As we know that the diode only works in forward biased, so the output is obtained only when positive input is given, so the output waveform is
The amplifiers $X, Y$ and $Z$ are connected in series. If the voltage gains of $X, Y$ and $Z$ are 10, 20 and 30 , respectively and the input signal is 1 mV peak value, then what is the output signal voltage (peak value)
(i) if DC supply voltage is 10 V ?
(ii) if DC supply voltage is 5 V ?
Given,
$$\begin{aligned} A v_x & =10, A v_y=20, A v_z=30 ; \\ \Delta V_i & =1 \mathrm{mV}=10^{-3} \mathrm{~V} \end{aligned}$$
Now, $\quad \frac{\text { Output Signal Voltage }\left(\Delta V_0\right)}{\text { Input Singal Voltage }\left(\Delta V_i\right)}=$ Total voltage amplification
$$\begin{aligned} & =A v_x \times A v_y \times A v_z \\ \Rightarrow\quad\Delta V_0 & =A v_x \times A v_y \times A v_z \times \Delta V_i \\ & =10 \times 20 \times 30 \times 10^{-3}=6 \mathrm{~V} \end{aligned}$$
(i) If DC supply voltage is 10 V , then output is 6 V , since theoretical gain is equal to practical gain, i.e., output can never be greater than 6 V.
(ii) If DC supply voltage is 5 V , i.e., $V_{c c}=5 \mathrm{~V}$. Then, output peak will not exceed 5 V . Hence $V_0=5 \mathrm{~V}$.
In a CE transistor amplifier, there is a current and voltage gain associated with the circuit. In other words there is a power gain. Considering power a measure of energy, does the circuit violate conservation of energy?
In CE transistor amplifier, the power gain is very high.
In this circuit, the extra power required for amplified output is obtained from DC source. Thus, the circuit used does not violet the law of conservation.
(i) Name the type of a diode whose characteristics are shown in figure. (a) and (b).
(ii) What does the point $P$ in fig. (a) represent?
(iii) What does the points $P$ and $Q$ in fig. (b) represent?
(i) The characteristic curve (a) is of Zener diode and curve (b) is of solar cell.
(ii) The point $P$ in fig. (a) represents Zener break down voltage.
(iii) In fig. (b), the point $Q$ represents zero voltage and negative current. It means light falling on solar cell with atleast minimum threshold frequency gives the current in opposite direction to that due to a battery connected to solar cell. But for the point $Q$, the battery is short circuited. Hence represents the short circuit current.
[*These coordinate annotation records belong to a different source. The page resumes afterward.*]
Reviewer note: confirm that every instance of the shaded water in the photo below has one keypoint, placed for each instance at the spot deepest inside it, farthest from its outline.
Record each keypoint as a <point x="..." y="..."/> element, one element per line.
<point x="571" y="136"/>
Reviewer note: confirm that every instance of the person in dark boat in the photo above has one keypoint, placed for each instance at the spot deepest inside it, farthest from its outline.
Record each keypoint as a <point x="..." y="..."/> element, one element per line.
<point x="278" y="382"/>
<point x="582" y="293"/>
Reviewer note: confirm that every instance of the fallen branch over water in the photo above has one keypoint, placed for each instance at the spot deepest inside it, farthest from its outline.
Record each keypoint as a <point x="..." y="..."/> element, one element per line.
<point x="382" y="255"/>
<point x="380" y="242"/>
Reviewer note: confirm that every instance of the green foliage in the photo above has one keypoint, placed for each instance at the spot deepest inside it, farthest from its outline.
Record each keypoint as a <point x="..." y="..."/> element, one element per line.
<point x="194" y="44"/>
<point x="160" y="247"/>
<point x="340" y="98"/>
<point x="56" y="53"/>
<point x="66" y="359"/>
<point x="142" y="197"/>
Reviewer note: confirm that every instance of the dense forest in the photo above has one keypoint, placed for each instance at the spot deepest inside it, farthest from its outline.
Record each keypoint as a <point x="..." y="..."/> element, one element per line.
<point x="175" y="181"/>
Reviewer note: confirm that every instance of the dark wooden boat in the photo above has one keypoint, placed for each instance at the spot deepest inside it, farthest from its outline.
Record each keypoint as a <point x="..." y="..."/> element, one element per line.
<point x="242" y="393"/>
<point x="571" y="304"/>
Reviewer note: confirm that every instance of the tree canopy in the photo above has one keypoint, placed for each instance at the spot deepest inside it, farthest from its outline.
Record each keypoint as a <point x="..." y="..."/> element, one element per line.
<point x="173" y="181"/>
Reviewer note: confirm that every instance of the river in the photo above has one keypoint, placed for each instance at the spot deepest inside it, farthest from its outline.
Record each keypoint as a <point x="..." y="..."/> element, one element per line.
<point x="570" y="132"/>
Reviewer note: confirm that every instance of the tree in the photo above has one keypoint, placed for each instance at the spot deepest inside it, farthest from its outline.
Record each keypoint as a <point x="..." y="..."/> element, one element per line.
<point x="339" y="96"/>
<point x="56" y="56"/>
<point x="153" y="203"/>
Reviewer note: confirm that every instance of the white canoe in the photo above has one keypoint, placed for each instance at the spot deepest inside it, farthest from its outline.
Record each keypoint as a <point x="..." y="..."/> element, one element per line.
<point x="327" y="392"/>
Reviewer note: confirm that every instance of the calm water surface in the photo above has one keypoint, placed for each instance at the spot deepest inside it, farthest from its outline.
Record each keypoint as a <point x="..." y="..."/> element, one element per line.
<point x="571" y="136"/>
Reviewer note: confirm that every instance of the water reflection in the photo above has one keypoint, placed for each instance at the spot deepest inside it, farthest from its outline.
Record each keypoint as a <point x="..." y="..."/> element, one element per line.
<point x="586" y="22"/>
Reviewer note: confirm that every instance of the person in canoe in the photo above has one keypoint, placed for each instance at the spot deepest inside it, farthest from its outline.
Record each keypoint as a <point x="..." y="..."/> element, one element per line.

In fig. (b), the point $P$ represents some positive voltage on solar cell with zero current through solar cell.
It means, there is a battery connected to a solar cell which gives rise to the equal and opposite current to that in solar cell by virtue of light falling on it.
As current is zero for point $P$, hence we say $P$ represents open circuit voltage.